Good grief the Amazon river fllows down from the Andes and IS higher than the ocean until its not. Near the end of the Amazon, where there was once only fresh water, they are now finding salt water - which I suppose isn't good for fresh water fish - and has a negative impact on shoreline vegetation.

And the NOAA records indicate the sea level has changed almost zero in the past 8,000 years.
Make that 3,000 years ago. But. NOAA says the sea level has risen 6-8 inches in the past 100 years.

Anticipated rise in oceans for most places is measured in a few dozen millimeters in a century, and most of that cannot be discounted as being caused by changes in the land level.
Anticipated by whom? General consensus is that with no change in the emission of greenhouse gases, the sea level could rise by as much as 16 feet by 2300, by 3.5 to 7 feet by the end of this century.

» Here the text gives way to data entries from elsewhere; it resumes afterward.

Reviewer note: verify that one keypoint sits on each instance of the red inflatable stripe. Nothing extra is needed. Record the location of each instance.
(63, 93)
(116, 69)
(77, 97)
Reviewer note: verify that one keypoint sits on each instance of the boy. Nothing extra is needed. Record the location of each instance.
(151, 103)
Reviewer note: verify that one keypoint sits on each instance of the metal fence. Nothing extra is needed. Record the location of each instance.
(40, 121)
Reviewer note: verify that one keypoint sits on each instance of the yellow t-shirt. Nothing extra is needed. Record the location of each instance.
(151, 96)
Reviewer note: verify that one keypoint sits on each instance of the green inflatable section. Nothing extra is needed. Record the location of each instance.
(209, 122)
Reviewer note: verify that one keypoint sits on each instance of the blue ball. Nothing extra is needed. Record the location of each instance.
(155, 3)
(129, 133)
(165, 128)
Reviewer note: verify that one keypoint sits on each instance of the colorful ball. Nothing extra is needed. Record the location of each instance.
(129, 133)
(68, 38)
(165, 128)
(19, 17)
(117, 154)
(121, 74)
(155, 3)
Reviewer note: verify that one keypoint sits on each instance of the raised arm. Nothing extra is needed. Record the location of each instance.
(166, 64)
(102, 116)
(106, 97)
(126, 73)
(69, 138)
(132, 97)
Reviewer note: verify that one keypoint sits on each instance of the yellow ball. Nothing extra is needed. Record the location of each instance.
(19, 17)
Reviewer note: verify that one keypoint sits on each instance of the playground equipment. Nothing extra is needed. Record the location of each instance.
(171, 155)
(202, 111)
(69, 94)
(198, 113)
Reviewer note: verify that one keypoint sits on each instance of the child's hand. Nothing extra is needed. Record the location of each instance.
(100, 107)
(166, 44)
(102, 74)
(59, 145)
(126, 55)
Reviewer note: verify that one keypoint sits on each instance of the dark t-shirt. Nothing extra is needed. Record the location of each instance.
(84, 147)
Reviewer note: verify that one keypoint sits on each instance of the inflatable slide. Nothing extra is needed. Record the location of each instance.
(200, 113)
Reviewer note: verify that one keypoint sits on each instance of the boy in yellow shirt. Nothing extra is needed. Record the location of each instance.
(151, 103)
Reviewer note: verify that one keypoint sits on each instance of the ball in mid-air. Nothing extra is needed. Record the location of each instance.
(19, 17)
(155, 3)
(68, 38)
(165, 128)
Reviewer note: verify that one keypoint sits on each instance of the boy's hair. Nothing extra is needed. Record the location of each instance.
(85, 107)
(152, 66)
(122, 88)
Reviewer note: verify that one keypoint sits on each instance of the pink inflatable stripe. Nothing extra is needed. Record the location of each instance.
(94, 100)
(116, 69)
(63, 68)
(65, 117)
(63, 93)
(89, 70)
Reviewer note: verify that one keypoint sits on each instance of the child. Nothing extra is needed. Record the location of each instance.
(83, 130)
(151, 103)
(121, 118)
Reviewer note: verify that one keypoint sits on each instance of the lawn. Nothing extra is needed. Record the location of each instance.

No worry. We all KNOW what will happen: Seeding the stratosphere with sulfur dioxide - the ONLY affordable way to solve the problem. [ Well, it will cool the planet down - but will not solve the emissions problem. And so, without solving emissions, the day may come when we can't for some reason continue seeding the stratosphere - and that would be doomsday for civilization. So, seeding just buys us some time to rid the world of Terrel's CO2 & Methane..]

But the result may be a catastrophic mess. -- However, we won't have any other choice.